Niedziela minęła nie ubłagalnie szybko i nadszedł ten okropny poniedziałkowy poranek. Cały chodziłem spięty i zdenerwowany. Bałem się, że coś pójdzie nie tak. Przez ten stres ciężko mi było zjeść śniadanie. Musiałem jeszcze poprawić włosy i byłem już tak naprawdę gotowy. Jakieś 15 minut później usłyszałem dzwonek do drzwi. Zaraz mi serce wyskoczy. Otworzyłem drzwi wejściowe.

-Cześć-przywitałem się pierwszy z lekkim uśmiechem na twarzy.

-Hej Niall-Odwzajemnił uśmiech-Jesteś gotowy? Możemy jechać?-Pokiwałem tylko głową i zabrałem plecak. Zakluczyłem drzwi i poszliśmy w stronę jego auta.

-Nie spodziewałem się, że się zgodzisz-Powiedział po chwili krępującej ciszy.

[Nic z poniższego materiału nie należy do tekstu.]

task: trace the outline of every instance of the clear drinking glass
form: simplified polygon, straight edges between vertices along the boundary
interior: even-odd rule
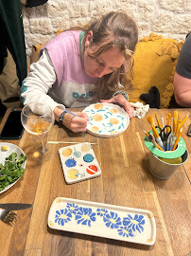
[[[25,105],[21,113],[21,121],[28,133],[42,136],[42,144],[36,148],[34,156],[38,159],[51,159],[54,155],[48,153],[43,137],[43,135],[48,133],[55,122],[54,113],[51,108],[42,102],[35,102],[30,106]]]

-Muszę z tobą porozmawiać.

-Tak ja z tobą też Niall. Chcę Cię jeszcze tylko poprosić abyś dał mi wszystko wytłumaczyć do końca, jak nadal mi nie będziesz wierzył to dam Ci spokój- Powinienem mu powiedzieć to teraz czy poczekać jak dojedziemy pod szkołę. Poczekam. Pod szkołę dojechaliśmy w totalnej już ciszy. Wysiedliśmy z auta. Harry miał już zamiar iść pod szkołę, ale ja wolałem tu porozmawiać więc złapałem go za rękę.
-Harry.. J-Ja chciałem Ci powiedzieć, że Ci wierzę. Przepraszam za to, że Ci nie wierzyłem. Jestem naprawdę słabym chłopakiem. Jeszcze raz przepraszam-Patrzyłem na swoje buty, a do Harry'ego nadal chyba ta wiadomość nie dotarła.
-Naprawdę?
-Tak. Było mi tak przykro, że nawet nie chciałem słuchać gadania Liam'a. Nikogo się nie słuchałem. Powinien dać Ci szansę i jako twój chłopak Ci uwierzyć, ale ja wolałem płakać sobie w poduszkę w pokoju niż dać Ci to sensownie wytłumaczyć.
-Niall nawet nie wiesz jak się cieszę-Uśmiechnął się szeroko, a ja wtuliłem się w niego co go chyba trochę zdziwiło.
-Tęskniłem za tobą-Powiedziałem cicho.
-Ja za tobą też Ni, nawet nie wiesz jak bardzo. I Niall chcę żebyś wiedział, że kocham tylko i wyłącznie ciebie. Niegdy w życiu nie pocałował bym Victorii czy też innej dziewczyny lub chłopaka. Kocham Cię i chcę żebyś to wiedział.
-Przepraszam Harry. Kocham Cię-Pocałował mnie delikatnie w usta.
-Uuuuuu. Czyli nasza para powróciła?- Pocałunek przerwał nam Liam koło którego szedł Zayn.
-Jak widać-Uśmiechnął się Harry i złapał mnie za rękę.
-Wreszcie! Już nie mogłem wytrzymać tej rozłąki. Dziwnie było gdy nie spędziliśmy przerw wszyscy razem. Brakowało mi tego-Powiedział Zayn.
-Taak. Mi też tego brakowało. I do tego Zayn nie musisz się umawiać z Victorią!-Harry popatrzył na Liam'a lekko wkurzony.
-Kurde. Sorki chyba tego nie powinien mówić-Zaśmiał się nerwowo.
-No jak już to powiedziałeś Li to teraz się tłumaczcie-Powiedziałem.
-No bo nie wierzyłeś Harry'emu no to wymyśliłem, że może Victoria powie Ci prawdę to uwierzysz, ale ta flądra nie chciała się zgodzić więc powiedziałem, że jak się zgodzi to Zayn się z nią umówi.
-Wow. Zayn i ty się na to zgodziłeś?
-Wkurzyłem się na poczatku, ale czego się nie robi dla przyjaciół-Zaśmiał się.
-Dziękuję chłopcy-Uśmiechnąłem się.
-Coś mnie omineło?-Powiedział Louis który dopiero teraz przyszedł.
-Nawet nie wiesz jak dużo stary-Liam poklepał go po ramieniu.
-No z tego co widzę to naprawdę sporo-Popatrzył na nasze złączone ręce i uśmiechnął się-No dobra, to kto mi opowie?
-Na razie nikt Lou za dwie minuty będzie dzwonek na lekcję-Powiedziałem i wszyscy zaczęliśmy iść w stronę drzwi wejściowych szkoły.
-Ejjj! Ja chcę wiedzieć teraz.
-Dowiesz się w swoim czasie Louis-Zaśmiał się Zayn.
-Ughh. Czemu mnie zawsze omija najlepsze, ale cieszę się, że wszystko wróciło do normy.

----
Przepraszam, że rozdziały co kilka dni, ale tracę już pomysły na to opowiadanie😣 Postaram się coś wymyślić żeby nie kończyć tego teraz.